Capitol Reef National Park
Capitol Reef National Park
We woke up from our stay at Escalante Outfitters, walked the slot canyon near Boulder and after half a day of exploring, we finally made it to Torrey Utah. You might be wondering where all these little towns are in Utah, well, South-Central Utah is the best description.
Why are we even in that part of Utah? It was my husbands super long way to drive to Monticello, which is in South-Eastern Utah. See, we were suppose to go to the Grand Opening at the Canyon Country Discovery Center in Monticello and my husband refused to drive the same way we'd already driven. So instead, we drove to Cedar City and made an extra long loop to try and get to Monticello. I say "try" because we never made it to Monticello.

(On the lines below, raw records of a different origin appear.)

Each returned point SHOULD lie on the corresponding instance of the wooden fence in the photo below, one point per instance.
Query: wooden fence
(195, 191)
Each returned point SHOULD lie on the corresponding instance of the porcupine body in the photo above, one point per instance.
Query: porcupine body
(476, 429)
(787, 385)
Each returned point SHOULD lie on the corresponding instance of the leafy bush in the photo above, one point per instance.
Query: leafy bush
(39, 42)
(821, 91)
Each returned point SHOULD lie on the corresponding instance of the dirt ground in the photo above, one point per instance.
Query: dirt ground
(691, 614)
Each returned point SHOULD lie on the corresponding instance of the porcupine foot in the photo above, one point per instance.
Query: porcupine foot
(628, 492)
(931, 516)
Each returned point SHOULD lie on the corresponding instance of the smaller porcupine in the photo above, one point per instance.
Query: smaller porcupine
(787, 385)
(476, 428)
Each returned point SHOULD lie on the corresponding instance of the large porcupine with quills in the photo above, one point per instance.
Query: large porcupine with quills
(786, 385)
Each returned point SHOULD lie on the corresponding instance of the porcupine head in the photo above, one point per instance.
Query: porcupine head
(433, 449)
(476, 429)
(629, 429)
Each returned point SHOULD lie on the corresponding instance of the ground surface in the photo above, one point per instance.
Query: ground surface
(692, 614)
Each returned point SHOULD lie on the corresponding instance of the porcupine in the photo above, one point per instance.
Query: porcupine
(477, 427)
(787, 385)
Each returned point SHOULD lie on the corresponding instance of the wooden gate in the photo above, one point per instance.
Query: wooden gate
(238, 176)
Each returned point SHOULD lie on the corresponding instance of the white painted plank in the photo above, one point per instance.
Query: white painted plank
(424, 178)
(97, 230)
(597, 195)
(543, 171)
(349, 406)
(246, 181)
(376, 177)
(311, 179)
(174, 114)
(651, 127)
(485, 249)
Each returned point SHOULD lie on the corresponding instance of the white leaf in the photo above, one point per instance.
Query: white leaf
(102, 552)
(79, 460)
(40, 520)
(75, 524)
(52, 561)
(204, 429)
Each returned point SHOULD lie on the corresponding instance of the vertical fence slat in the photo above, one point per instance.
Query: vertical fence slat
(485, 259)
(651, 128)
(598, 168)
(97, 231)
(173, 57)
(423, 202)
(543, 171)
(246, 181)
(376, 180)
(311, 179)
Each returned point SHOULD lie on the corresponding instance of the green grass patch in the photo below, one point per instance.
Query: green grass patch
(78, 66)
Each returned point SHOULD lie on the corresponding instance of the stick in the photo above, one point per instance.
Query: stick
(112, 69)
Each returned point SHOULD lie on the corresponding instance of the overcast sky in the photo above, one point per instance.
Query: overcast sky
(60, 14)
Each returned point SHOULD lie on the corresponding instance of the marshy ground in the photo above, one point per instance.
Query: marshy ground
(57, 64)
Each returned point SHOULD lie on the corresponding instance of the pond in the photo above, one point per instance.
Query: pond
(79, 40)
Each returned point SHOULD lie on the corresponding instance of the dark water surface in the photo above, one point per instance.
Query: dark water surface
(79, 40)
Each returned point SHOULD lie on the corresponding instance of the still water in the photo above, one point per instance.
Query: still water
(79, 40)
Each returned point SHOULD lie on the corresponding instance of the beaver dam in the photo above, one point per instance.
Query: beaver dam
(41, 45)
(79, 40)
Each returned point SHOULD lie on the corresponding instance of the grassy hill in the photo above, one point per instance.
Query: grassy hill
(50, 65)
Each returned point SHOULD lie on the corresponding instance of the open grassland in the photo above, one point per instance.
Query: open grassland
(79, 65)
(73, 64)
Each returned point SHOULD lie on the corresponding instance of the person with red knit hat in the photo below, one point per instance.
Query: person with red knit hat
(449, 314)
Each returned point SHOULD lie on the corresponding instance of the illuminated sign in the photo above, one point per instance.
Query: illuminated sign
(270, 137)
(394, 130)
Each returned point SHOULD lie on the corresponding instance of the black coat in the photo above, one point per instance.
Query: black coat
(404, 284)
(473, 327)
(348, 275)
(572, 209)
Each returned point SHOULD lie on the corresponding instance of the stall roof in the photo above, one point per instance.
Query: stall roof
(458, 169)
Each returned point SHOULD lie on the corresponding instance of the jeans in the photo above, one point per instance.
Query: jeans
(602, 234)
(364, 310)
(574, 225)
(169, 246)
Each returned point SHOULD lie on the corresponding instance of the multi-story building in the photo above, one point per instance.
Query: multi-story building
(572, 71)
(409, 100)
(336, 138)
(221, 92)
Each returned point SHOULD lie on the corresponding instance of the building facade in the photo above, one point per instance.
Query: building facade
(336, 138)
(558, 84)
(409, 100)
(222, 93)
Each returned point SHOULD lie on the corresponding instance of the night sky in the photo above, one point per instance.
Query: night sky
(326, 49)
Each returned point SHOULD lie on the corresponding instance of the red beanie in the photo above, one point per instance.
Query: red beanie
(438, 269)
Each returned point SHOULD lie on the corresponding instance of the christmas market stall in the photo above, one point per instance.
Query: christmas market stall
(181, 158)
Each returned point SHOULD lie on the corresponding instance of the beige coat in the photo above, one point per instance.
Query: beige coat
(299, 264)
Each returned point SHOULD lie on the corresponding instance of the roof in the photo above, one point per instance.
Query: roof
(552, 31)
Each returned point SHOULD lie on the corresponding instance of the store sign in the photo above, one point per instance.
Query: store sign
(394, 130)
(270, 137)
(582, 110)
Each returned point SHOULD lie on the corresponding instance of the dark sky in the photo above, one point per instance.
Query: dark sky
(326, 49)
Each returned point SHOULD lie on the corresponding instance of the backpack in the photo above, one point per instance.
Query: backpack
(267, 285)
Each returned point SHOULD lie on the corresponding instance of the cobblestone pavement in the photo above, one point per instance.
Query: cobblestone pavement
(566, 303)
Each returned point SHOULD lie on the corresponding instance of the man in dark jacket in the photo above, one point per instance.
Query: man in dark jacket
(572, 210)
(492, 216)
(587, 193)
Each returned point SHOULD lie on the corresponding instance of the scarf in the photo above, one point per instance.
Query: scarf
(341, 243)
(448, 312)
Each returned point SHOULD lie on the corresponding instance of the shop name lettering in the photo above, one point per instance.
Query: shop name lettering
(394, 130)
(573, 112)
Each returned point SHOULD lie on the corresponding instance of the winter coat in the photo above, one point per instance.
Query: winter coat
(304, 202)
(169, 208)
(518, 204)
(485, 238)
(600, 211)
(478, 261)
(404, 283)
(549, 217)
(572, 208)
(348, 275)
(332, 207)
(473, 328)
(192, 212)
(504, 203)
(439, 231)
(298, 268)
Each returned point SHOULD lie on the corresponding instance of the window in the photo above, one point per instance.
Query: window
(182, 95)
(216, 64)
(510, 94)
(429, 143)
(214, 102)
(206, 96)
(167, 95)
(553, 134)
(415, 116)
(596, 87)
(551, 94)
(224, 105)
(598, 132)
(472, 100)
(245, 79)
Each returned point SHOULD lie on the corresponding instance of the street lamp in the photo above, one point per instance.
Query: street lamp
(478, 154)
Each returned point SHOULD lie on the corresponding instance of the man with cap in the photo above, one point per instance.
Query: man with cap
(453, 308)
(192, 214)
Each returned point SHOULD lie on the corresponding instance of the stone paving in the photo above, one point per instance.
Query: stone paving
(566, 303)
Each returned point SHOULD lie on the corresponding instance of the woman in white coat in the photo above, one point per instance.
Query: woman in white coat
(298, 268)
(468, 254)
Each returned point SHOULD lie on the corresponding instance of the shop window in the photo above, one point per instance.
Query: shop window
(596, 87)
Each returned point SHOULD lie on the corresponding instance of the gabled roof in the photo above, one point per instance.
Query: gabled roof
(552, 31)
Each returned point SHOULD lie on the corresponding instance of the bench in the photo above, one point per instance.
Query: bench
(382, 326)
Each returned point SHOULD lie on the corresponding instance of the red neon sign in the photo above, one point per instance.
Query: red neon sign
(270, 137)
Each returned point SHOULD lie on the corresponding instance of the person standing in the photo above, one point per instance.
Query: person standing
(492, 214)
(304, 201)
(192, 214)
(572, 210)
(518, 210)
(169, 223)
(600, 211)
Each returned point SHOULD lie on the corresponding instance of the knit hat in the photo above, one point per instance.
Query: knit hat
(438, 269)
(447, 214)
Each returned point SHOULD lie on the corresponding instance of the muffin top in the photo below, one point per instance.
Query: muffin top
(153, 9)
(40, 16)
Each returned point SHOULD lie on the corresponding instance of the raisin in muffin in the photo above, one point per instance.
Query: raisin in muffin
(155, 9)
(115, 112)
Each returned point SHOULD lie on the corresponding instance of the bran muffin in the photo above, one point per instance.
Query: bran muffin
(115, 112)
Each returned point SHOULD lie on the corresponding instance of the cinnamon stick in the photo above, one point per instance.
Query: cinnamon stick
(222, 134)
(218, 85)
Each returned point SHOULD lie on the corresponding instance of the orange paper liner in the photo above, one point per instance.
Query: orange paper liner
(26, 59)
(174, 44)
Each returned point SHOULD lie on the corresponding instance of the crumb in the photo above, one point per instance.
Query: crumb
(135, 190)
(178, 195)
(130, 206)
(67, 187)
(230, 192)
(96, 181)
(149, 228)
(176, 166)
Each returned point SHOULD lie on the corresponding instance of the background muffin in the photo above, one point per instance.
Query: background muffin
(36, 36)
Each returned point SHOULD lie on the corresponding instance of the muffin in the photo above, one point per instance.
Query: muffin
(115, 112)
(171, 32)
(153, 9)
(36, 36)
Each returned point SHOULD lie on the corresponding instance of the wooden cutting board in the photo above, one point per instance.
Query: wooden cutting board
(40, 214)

Do you ever get those feelings...that maybe you shouldn't be doing or going somewhere? Well at 5:30 AM in Cedar City I awoke with this feeling that we probably shouldn't go all the way to Monticello. It was weird, but the more I thought about it, the more anxious I felt about it. So, we canceled our hotel in Monticello and agreed that it was okay to go as far as Capital Reef National Park. (Don't ask me why, but I felt okay about going that far.)

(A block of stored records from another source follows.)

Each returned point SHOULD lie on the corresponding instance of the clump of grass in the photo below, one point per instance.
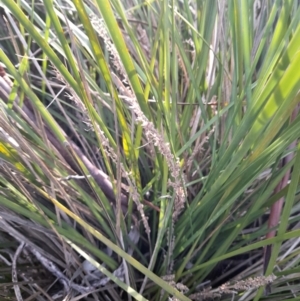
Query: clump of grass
(147, 149)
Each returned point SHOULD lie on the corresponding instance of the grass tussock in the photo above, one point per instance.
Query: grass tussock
(149, 150)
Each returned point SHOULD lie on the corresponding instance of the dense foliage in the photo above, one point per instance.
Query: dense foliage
(149, 150)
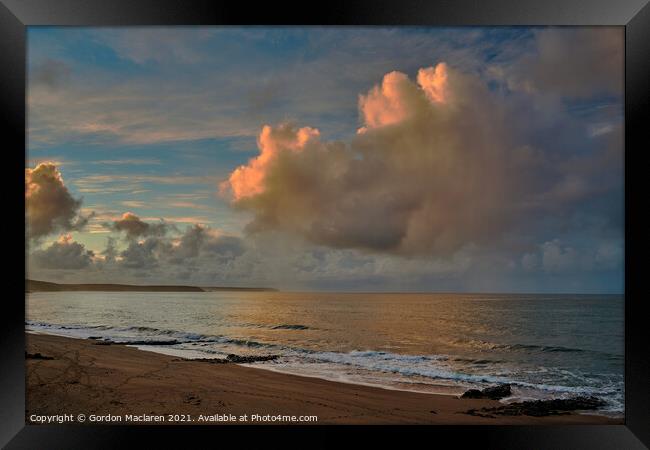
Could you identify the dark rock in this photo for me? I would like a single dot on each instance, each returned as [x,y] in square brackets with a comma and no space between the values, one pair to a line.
[250,359]
[540,408]
[36,356]
[236,359]
[493,393]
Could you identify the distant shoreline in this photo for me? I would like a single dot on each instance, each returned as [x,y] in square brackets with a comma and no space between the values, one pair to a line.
[46,286]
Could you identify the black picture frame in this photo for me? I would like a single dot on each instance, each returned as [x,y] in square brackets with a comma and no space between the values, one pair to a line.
[634,15]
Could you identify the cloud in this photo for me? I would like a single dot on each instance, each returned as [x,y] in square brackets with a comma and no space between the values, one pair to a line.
[572,62]
[49,205]
[159,45]
[438,163]
[134,227]
[141,255]
[63,254]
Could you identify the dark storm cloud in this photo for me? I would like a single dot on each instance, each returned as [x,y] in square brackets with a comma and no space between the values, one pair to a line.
[134,227]
[63,254]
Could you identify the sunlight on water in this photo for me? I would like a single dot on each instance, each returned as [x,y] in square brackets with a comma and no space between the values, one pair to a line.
[546,345]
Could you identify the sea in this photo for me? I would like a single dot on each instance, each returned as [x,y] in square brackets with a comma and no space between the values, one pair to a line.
[545,346]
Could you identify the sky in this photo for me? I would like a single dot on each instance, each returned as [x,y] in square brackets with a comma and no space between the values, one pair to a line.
[327,158]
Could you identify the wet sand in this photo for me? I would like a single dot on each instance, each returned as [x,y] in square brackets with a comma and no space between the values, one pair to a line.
[77,376]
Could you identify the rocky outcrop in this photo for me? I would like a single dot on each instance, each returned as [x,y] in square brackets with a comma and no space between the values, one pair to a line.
[492,393]
[540,408]
[236,359]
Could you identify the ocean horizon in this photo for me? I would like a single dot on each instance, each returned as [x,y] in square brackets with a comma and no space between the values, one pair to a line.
[544,345]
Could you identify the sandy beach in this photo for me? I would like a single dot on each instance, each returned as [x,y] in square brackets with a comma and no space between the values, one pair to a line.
[77,376]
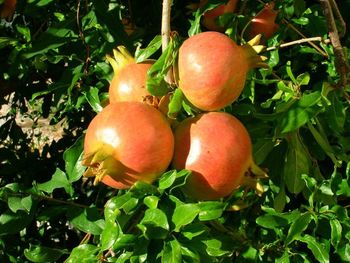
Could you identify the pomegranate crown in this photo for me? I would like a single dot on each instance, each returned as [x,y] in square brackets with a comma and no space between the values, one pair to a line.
[122,57]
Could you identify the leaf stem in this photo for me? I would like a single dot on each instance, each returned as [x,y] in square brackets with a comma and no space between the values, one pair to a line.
[341,64]
[165,31]
[299,41]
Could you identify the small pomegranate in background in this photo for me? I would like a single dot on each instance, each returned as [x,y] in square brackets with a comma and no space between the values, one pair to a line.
[216,147]
[129,80]
[264,22]
[213,69]
[209,17]
[127,142]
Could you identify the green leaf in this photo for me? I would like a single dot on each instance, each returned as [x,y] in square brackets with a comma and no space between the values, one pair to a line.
[109,235]
[83,253]
[301,112]
[58,180]
[92,96]
[124,202]
[283,259]
[73,157]
[303,79]
[172,252]
[297,227]
[194,230]
[151,201]
[125,241]
[175,104]
[43,254]
[88,220]
[184,215]
[271,221]
[215,247]
[210,210]
[297,163]
[154,224]
[317,249]
[15,203]
[336,113]
[172,179]
[336,232]
[261,149]
[11,223]
[152,47]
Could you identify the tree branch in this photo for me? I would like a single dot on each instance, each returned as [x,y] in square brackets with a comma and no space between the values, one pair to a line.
[166,14]
[340,61]
[299,41]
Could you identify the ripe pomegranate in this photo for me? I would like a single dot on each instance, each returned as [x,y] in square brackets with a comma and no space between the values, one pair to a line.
[216,147]
[264,22]
[127,142]
[7,9]
[129,80]
[209,17]
[213,69]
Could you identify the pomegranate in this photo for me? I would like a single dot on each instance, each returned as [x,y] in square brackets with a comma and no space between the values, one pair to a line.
[216,147]
[264,22]
[129,80]
[209,17]
[127,142]
[213,69]
[8,8]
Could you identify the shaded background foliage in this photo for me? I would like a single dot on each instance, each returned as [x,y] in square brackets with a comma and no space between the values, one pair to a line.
[54,78]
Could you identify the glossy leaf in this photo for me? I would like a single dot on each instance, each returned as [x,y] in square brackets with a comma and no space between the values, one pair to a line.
[184,215]
[44,254]
[298,227]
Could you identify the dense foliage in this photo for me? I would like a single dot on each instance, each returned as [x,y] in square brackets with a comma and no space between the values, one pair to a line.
[55,78]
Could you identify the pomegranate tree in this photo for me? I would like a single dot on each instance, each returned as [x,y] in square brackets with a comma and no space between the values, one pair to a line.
[216,147]
[213,69]
[210,17]
[264,22]
[129,80]
[127,142]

Anyways, super long explanation, but that's why we were in the tiny town of Torrey, just outside of Capitol Reef National Park. We partnered up with the Broken Spur Inn.

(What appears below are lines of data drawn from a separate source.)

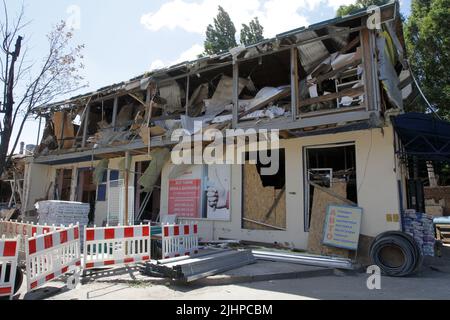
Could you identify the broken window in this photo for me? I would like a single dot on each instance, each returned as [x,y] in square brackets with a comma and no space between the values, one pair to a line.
[63,184]
[87,190]
[332,169]
[264,197]
[334,75]
[148,204]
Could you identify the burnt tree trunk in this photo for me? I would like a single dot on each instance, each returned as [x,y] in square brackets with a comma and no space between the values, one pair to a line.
[8,108]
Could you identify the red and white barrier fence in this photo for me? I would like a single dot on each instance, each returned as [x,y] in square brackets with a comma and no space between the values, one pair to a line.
[12,229]
[9,250]
[179,240]
[52,255]
[111,246]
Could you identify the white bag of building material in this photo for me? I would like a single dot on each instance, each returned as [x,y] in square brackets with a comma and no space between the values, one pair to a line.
[64,213]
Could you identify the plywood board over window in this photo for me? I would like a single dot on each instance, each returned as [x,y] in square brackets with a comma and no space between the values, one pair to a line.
[264,198]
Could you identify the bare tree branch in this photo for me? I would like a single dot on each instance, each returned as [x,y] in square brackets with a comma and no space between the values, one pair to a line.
[57,75]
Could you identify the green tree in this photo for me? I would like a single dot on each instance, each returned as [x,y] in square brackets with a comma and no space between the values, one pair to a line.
[358,6]
[428,43]
[252,33]
[222,36]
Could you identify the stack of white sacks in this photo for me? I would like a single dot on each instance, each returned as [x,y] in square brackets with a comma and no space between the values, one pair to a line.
[63,213]
[421,227]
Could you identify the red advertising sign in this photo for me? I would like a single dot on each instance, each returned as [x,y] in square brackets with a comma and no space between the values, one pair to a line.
[185,198]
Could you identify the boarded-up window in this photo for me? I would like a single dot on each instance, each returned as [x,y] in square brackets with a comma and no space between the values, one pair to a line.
[63,184]
[264,197]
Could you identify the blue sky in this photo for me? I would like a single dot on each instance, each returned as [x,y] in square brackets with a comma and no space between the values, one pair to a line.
[124,39]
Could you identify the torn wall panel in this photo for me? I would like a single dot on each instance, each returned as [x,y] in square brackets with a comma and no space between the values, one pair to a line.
[64,129]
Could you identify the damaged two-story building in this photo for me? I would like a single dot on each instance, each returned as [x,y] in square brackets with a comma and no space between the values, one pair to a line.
[331,90]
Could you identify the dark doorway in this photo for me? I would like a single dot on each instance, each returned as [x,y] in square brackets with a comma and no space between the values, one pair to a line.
[147,205]
[87,190]
[325,165]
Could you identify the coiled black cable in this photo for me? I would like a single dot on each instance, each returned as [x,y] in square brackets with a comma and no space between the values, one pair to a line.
[403,247]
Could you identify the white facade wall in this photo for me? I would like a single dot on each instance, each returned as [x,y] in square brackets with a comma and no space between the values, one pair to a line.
[377,173]
[377,176]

You can go and read our review here.
After checking in and unloaded some stuff (how do explode in the car?) we were off to check out Capitol Reef National Park.
The drive in is pretty spectacular. It was cloudy so everything was kind of moody and then suddenly, the clouds lifted and let out the sunshine. We stopped at the visitor center to get our stamps and buy a new National Parks Pass.
After, we headed straight to Fruita. Fruita is a historic town within the park that is acres full of fruit orchards and camping. Fruita consists of 3,000 fruit trees, school house, the Gifford (shown above) and a barn.
The Gifford house has homemade baked goods and ice cream. Most of the baked pies were gone and since the ice cream was a $1 per cup, we went for the ice cream. I know, it's totally hypocritical. It seems the more I don't give my kids sweets, the more my husband does. It's also getting harder to say "That's Dad's ice cream and you can't have any of it."
I did have a bite and it really was good. Strawberry was voted the best.
The view at the Gifford house was crazy cool too.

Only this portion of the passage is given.